Some key points missing from the president's speech, and one big error in judgment on his part, included:
- The corrupt, secret money controlling our government and the disgraceful effect the Supreme Court's Citizens United decision has had on our country for the past four years. Its effect can be seen in the Farm Bill just passed that calls for a cut of $8 billion in SNAP (food stamps) for the most vulnerable over ten years, on top of a cut already made to this program this past November. If the president wants to see a functioning Congress that represents the best interests of the country, he should have talked about this. How does he expect anything to be different in 2014 and beyond otherwise?
- Gun control - the fact that nothing has been done in Congress about this issue is a travesty.
- The president is also wrong to keep pressuring wavering Democrats to support fast track for the Trans-Pacific Partnership trade agreement ("TPP"). He has apparently learned little from the failures of NAFTA -- which cost America one million jobs -- the WTO and CAFTA, resulting in more US jobs lost, including 5 million in manufacturing alone -- 60,000 manufacturing facilities have been closed since the implementation of NAFTA. The TPP will consolidate corporate power on a scale we have never seen before over a wide swath of the globe and on many fronts from which we would never recover.

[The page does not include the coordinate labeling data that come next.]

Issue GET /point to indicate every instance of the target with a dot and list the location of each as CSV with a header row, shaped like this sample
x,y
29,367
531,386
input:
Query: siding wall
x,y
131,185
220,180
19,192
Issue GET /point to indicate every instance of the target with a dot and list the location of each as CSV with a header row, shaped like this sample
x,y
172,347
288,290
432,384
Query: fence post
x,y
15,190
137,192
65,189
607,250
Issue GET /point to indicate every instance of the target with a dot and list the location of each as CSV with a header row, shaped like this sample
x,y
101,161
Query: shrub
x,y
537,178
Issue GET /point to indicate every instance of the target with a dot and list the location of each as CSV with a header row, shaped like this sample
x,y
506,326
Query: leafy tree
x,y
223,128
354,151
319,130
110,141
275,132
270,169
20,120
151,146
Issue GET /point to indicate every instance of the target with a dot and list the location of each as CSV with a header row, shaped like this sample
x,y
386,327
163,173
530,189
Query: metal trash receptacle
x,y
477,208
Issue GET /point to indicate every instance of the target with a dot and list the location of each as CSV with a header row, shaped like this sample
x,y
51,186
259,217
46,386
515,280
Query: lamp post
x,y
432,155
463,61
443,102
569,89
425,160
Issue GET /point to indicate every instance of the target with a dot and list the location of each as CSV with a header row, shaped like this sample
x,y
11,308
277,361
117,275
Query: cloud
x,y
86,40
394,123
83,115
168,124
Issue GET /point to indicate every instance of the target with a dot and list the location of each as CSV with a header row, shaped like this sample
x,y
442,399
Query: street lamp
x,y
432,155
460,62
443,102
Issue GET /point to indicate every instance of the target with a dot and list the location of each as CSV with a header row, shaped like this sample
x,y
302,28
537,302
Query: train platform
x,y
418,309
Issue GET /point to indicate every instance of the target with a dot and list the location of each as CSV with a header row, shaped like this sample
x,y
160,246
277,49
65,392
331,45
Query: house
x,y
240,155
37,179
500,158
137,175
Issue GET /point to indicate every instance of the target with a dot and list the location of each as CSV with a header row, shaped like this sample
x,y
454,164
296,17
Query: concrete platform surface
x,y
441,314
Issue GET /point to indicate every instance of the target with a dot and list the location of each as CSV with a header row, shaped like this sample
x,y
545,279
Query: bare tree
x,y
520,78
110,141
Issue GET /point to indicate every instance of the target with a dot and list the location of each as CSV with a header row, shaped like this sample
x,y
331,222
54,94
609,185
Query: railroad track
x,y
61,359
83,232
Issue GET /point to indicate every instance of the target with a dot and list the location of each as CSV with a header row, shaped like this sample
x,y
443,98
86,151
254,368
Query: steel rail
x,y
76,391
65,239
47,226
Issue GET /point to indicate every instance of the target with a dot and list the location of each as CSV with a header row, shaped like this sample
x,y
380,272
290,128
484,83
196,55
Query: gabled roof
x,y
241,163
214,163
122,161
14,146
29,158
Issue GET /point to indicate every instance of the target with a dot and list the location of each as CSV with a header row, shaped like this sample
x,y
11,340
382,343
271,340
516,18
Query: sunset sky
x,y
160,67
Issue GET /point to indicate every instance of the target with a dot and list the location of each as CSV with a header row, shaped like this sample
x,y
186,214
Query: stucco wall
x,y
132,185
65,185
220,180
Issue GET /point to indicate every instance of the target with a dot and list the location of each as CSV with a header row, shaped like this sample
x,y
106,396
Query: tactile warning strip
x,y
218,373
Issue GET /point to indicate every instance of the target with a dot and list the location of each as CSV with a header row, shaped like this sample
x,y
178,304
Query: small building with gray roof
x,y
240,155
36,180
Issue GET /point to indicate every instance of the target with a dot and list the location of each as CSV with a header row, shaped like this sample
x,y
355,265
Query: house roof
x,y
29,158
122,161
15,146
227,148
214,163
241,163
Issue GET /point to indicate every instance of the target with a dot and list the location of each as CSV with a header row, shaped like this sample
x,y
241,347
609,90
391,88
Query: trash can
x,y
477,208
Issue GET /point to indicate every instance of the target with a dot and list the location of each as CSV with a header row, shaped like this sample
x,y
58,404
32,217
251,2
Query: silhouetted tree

Many of our rights would disappear with it, and it is doubtful that many of the jobs it promises to deliver will ever materialize. Much of the nation is opposed to this so-called trade "deal," which is anything but. It is now twenty years after NAFTA and it serves as a stark reminder of our failed trade policies that have exported millions of American jobs, increased economic inequality, contributed to our trade deficits, done little for the people of the countries with which we have partnered in these agreements, and has led to millions more migrating to our shores in desperate search of better opportunities than are being offered in their home countries through these boondoggles. In 2008, candidate Obama promised to fix NAFTA, yet we are still waiting. Last Wednesday Senate Majority Leader Harry Reid said he does not support fast-tracking this deal, a process that would remove Congress' right to debate this bill and make amendments to it. Instead, they would be left to vote on this complex deal that has been three years in the making in secrecy, with 600 lobbyists and corporate entities negotiating behind closed doors. Of course, this alarming situation warranted no comments from the president, who must think that the American people are also asleep at the switch, like much of Congress. Yet there are 151 Democrats in Congress who do not support the fast track bill, so the disapproval is at least high in certain quarters in DC. Now that Reid has stepped forward, it is time for Nancy Pelosi to also go on the record and galvanize her caucus in the House to oppose fast tracking and to demand that all of the contents in this trade deal be given to every Congressmember and offered to the public. That is what a true democracy does.
Paul Krugman said on Sunday's Meet The Press that he considers President Obama to have been a lame duck since 2010. How much can he expect to get done under these conditions? Amending Citizens United must move to the front burner if we are ever to regain our democracy. There are over 150 coalition member organizations fighting to see this happen, and over 500 towns and municipalities have passed resolutions calling for an amendment. Sixteen states also support an amendment, with more expected this year, and about 140 members of Congress are also on board. This is the issue of our time.
Mercifully, the deficit did not have a stranglehold on this SOTU, as it has now been halved. And there was no mention of cutting "entitlements," otherwise known as our earned benefits. Will such cuts be looming in March, though, when the budget steps front and center on the national stage again? Watch for the sparks to fly on this one.
The SOTU ended with a great and memorable moment, when severely injured First Sergeant Ranger Cory Remsburg was introduced to the chamber and the nation by the president. He stood -- aided by his father -- proudly wearing his uniform. Injured on his tenth deployment in Afghanistan when a bomb exploded, he suffered a brain injury, the loss of vision in one eye and paralysis on his left side, affecting his speech, yet he endeavors tirelessly in his rehabilitation. He even managed to exchange a thumbs-up with the president. The applause was long and heartfelt for this warrior, who was able to bring the room to its feet in complete and utter bipartisanship for the first time. Sincere unity could be felt in that chamber and across the country through our shared gratitude for Cory's service and sacrifice. When will we see that again?